If you want bluebirds in your backyard, don’t wait until spring to put out a box. Do it right now. If it’s an old birdhouse, make sure to clean it thoroughly. In the real estate business for birds, the “buyers” can be picky and a dirty birdhouse will send them elsewhere.
Also, make sure it’s a “bluebird house”. According to the National Audubon society, it’s critical that a bluebird house have the following characteristics:
– A good bluebird box should be well ventilated, watertight, and have drainage holes. It should be easy to open, monitor, and easy to clean.
– Solid, untreated wood is an ideal material, although exterior grade plywood can be used. The outside of boxes can be painted or stained if a light color is used.
– A bluebird box should not have a perch. Predatory house sparrows and house wrens are attracted to perches.
– Nest boxes for Eastern Bluebirds should have a round entrance hole measuring 1½” to 19/16″ in diameter, or a 1⅜” x 2¼” vertical oval hole, or a 1⅛” to 13/16″ horizontal slot entrance.

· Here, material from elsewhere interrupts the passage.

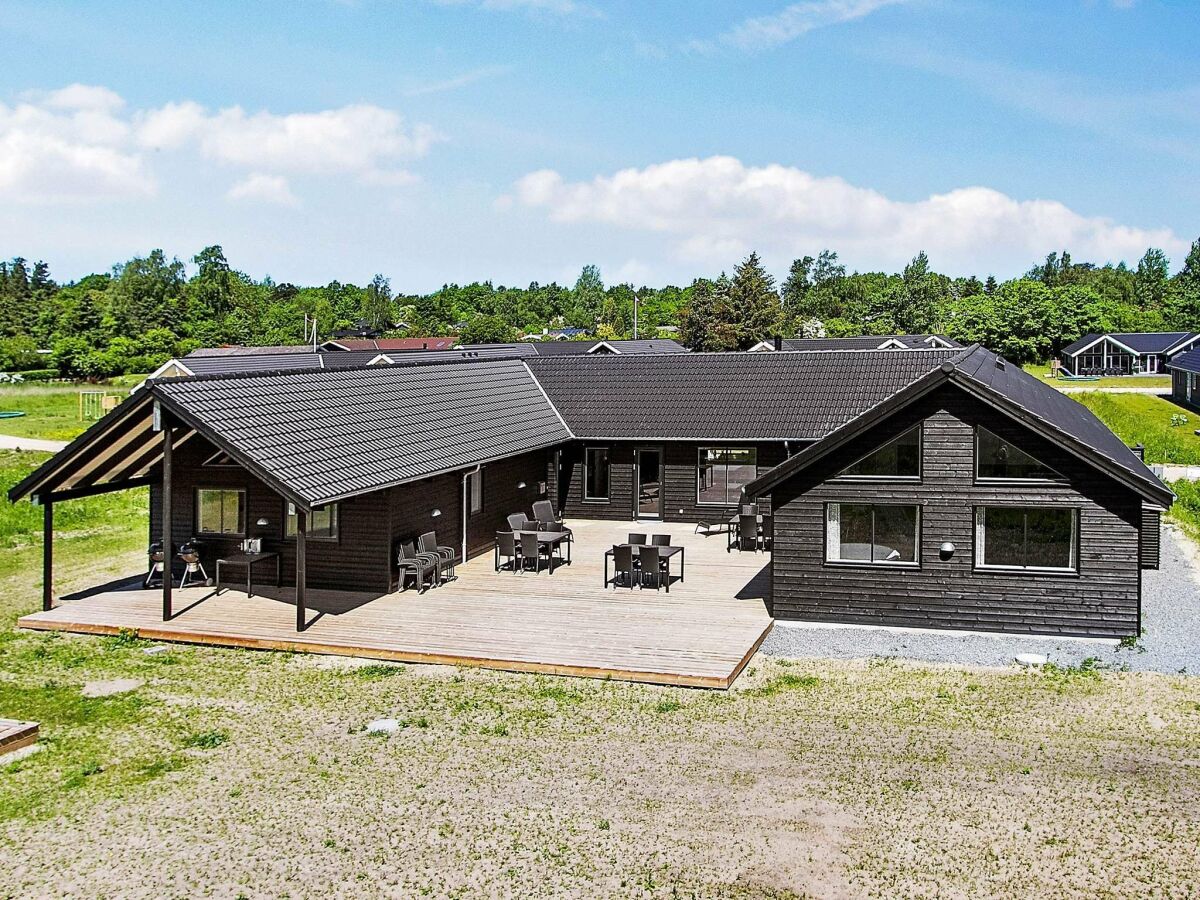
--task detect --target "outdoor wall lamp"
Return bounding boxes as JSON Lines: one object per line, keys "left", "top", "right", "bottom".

– Although bluebirds seem to prefer oval holes, smaller European starlings may be able to enter them, especially if they are not exactly 1⅜”.
In addition to setting up a good box – do it now, the bluebirds are already looking – it’s easier to attract bluebirds if you supply water and sunflower hearts.
The first year we had nesting bluebirds, they came to our heated birdbath almost every day. All other water sources were frozen at the time. While they were around, they found a birdhouse they liked and we have had bluebirds in our yard since then.
Another great way to attract bluebirds in the winter is with sunflower hearts. Insects and berries – staples for bluebirds – are tough to come by this time of year. But they will eat sunflower hearts – not the seeds, the hearts. Switch your birdseed to sunflower hearts. It’s a little pricier, but well worth it if you want to attract a pair of beautiful bluebirds to your back yard.